Initiatives Encourage Hispanics, Latinos to Ditch Sugary Drinks
Style Magazine Newswire | 8/29/2016, 8:35 a.m.
By AMERICAN HEART ASSOCIATION NEWS
Guillermina Rice has made it her mission to look after the children at her son’s elementary school. It’s there that she championed a healthy beverage initiative.
For Rice, the interest in nutrition and healthy living is personal. Diabetes runs in the family of the 47-year-old retail employee. Back when her now 13-year-old son Aero attended Central Elementary School in San Diego, she started volunteering to watch over children at recess.
“It’s sad to see how our children who are in school are discriminated by the other little ones because they are a little overweight,” said Rice, who lives in City Heights, a San Diego neighborhood known for its communities of immigrants that include Mexicans, Ethiopians and Vietnamese.
Several years ago, Rice worked with the staff at Central to draft a food and beverage policy for birthday celebrations at the school. Parents are now asked to offer fruit, pencils and erasers instead of cakes and sodas. She and other parents also lobbied the school to maintain the water fountains and encourage the children to drink more water.
Rice was motivated to take action after participating in a program by California Project LEAN, a grassroots organization that teaches people how to work with schools and communities to make it easier to exercise and eat healthy. The group trains parents to lobby schools to offer students nutritious meals, water and unsweetened milk.
The California group’s effort is one of several initiatives in Hispanic and Latino communities across the country to encourage people to drink water and ditch sodas and sugar-sweetened beverages.

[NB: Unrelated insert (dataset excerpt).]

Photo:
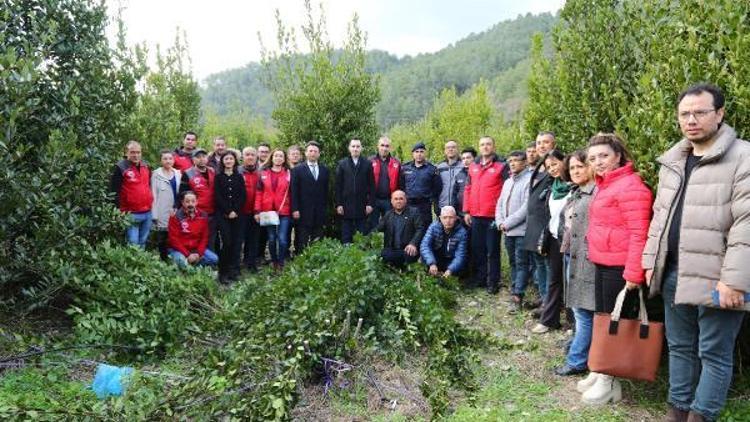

It was through Project LEAN classes that Rice learned that 4 grams of sugar is equal to 1 teaspoon of sugar. And a 12-ounce can of top-selling soda brands such as Coca-Cola or Pepsi may contain as many as 10 teaspoons of sugar. To drive the point home, Rice and fellow parents were asked to spoon that amount of sugar into a clear plastic bag.
Rice was shocked.
“The simple fact of seeing in a small plastic bag how much sugar a soda has, you start to think, ‘Oh my God, this is too much,” Rice said.
Her son and husband, Marlin, still drink fruit juices and sodas, but she’s cut back.
Since Project LEAN’s beginnings 30 years ago, much of its work has been in Hispanic and Latino communities, said program manager Katherine Hawksworth.
One of the challenges such initiatives face is the pervasive marketing of sugar-sweetened beverages in Hispanic and Latino communities.
According to a 2014 report from the University of Connecticut’s Rudd Center for Food Policy & Obesity, Hispanic and Latino children in 2013 saw 32 percent more Spanish-language television ads for sugary beverages than they had in 2010.
In addition to television and magazine ads, beverage manufacturers place posters at neighborhood convenience stores and advertise on scoreboards at high schools. That marketing tends to be in low-income communities that may not be able to afford arts and sports programs, said Jennifer L. Harris, Ph.D., lead author of the Rudd Center report and the center’s director of marketing initiatives.